Talete Viterbo, aucune trace du rapport sur les comptes – Corriere di Viterbo


Massimiliano Contic

Ils sont sur le point de mettre la peau d’ours sur le marché, non seulement avant de la tuer, mais aussi avant de savoir si elle vaut la peine d’être tuée et vendue. L’ours en question est Thales, dont les actions sont sur le point d’être vendues à un particulier, probablement Acea, alors que le meurtre, métaphoriquement parlant, signifie l’abandon de la pleine gestion publique du service de l’eau. Néanmoins, en février 2021, la Municipalité de Viterbe avait approuvé un ordre du jour qui prévoyait, avant toute autre décision, une due diligence, une analyse détaillée de la situation comptable, fiscale et patrimoniale de Thales, basée sur l’année 2015 déjà commandée par l’ancien président de Bonori. .

Pas de soldat à Thales, message au nouveau Conseil

Avez-vous déjà vu que la situation économique et financière n’était pas si dramatique que l’augmentation de capital due à l’entrée de particuliers devenait inévitable ? Il n’y a actuellement aucune réponse à cette question. Si cet agenda a bien été reçu au printemps dernier par l’administrateur unique Salvatore Genova – qui a alors confié à Kpmg la tâche de réaliser l’analyse des comptes pour la modique somme de 108 milliers d’euros – la due diligence n’est pas, mais elle n’est jamais arrivée. , également parce qu’il semble qu’il n’y ait pas de délais de livraison spécifiés. Le fait est qu’à la suite de la réunion du Conseil mardi, cette majorité et conseillère de Pour le bien commun Luisa Ciambella a dit non à la privatisation (avec l’hypothèse de la résolution du 10 juin, approuvée par l’assemblée des actionnaires), certaines questions se posent : qu’est-il arrivé à la diligence raisonnable? Pourquoi a-t-il été décidé d’engager le processus qui conduira à la cession de 40% des actions sans attendre les résultats de cette étude, en modifiant le statut de Thales ? Et parce que si, comme l’a souligné Alvaro Ricci lors de la réunion du conseil, ce n’était pas la peine d’approuver mardi l’ordre du jour privilégié par Frontini et Ciambella avant d’avoir en main la photo des factures de spa, cela valait plutôt la peine de commencer un chemin qui conduira à la vente des actions deux jours avant la mairie de la capitale, avec Palazzo dei Priori, le principal actionnaire de la société, toujours au commissariat et donc contraint de s’abstenir ? Quelle était la ruée dans ce cas?

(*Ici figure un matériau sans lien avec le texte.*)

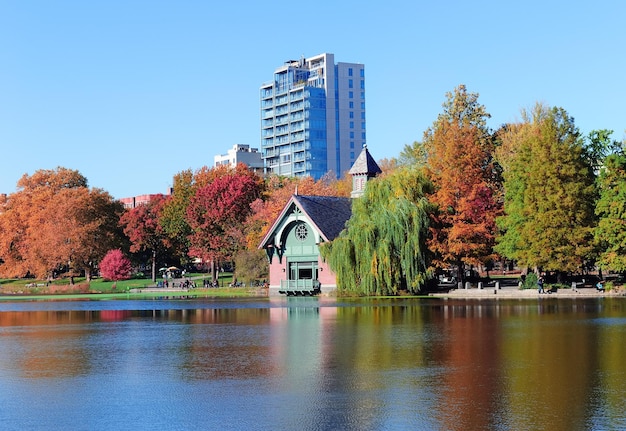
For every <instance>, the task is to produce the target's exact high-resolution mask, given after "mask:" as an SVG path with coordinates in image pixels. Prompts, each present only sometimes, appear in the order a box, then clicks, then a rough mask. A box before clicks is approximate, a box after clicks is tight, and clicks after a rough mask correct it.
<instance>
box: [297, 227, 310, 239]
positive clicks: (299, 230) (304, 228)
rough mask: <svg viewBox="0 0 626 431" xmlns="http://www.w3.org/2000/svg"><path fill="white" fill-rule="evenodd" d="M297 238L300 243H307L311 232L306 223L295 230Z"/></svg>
mask: <svg viewBox="0 0 626 431" xmlns="http://www.w3.org/2000/svg"><path fill="white" fill-rule="evenodd" d="M295 234H296V238H297V239H298V240H300V241H306V239H307V237H308V236H309V230H308V229H307V227H306V225H305V224H304V223H300V224H299V225H297V226H296V229H295Z"/></svg>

Sécheresse, il faudra attendre l'hiver pour recharger les nappes phréatiques

“Nous n’avons pas d’anneau dans le nez”, ont déclaré Frontini et Ciambella, affirmant qu’ils doivent immédiatement approuver l’ordre du jour qu’ils ont proposé avant l’expiration des 60 jours pour contester la résolution du 10 juin devant le TAR. Cependant, il y a aussi autre chose qui ne va pas : sur le site de Thales, il détermine n. 93 du 9 mars 2022 dont la diligence a été confiée à Kpmg ne peut être lue sans mot de passe. En revanche, on peut lire une disposition antérieure, la 67 du 21 février, où l’administrateur unique de Gênes écrit littéralement « qu’en l’état actuel et à la lumière de la situation évoluant pour Thales il est nécessaire de poursuivre la réorganisation interne à la cession d’actions publiques à un investisseur privé et à sa reprise, à la vérification des éléments du bilan au 31 décembre 2021 par la préparation de ‘Due diligence in detail of the valuation of the capital, financial and economic assets of the société’ de la société’. Gênes considérait donc déjà la vente des actions comme allant de soi et la due diligence, pour le dirigeant, n’était plus qu’un moyen d’évaluer les actifs et donc la valeur de Thales. Ce n’était pas exactement le mandat qu’il a reçu de son actionnaire principal avec l’ordre du jour proposé par le directeur Ciambella et approuvé à la majorité en février 2021. De plus, dans la même détermination pour le service de diligence raisonnable, une valeur supposée de 50 mille euros plus TVA a été identifié (contre 108 000 dépensés) et un délai de 60 jours. Ce qui aurait dû arriver avec un pari.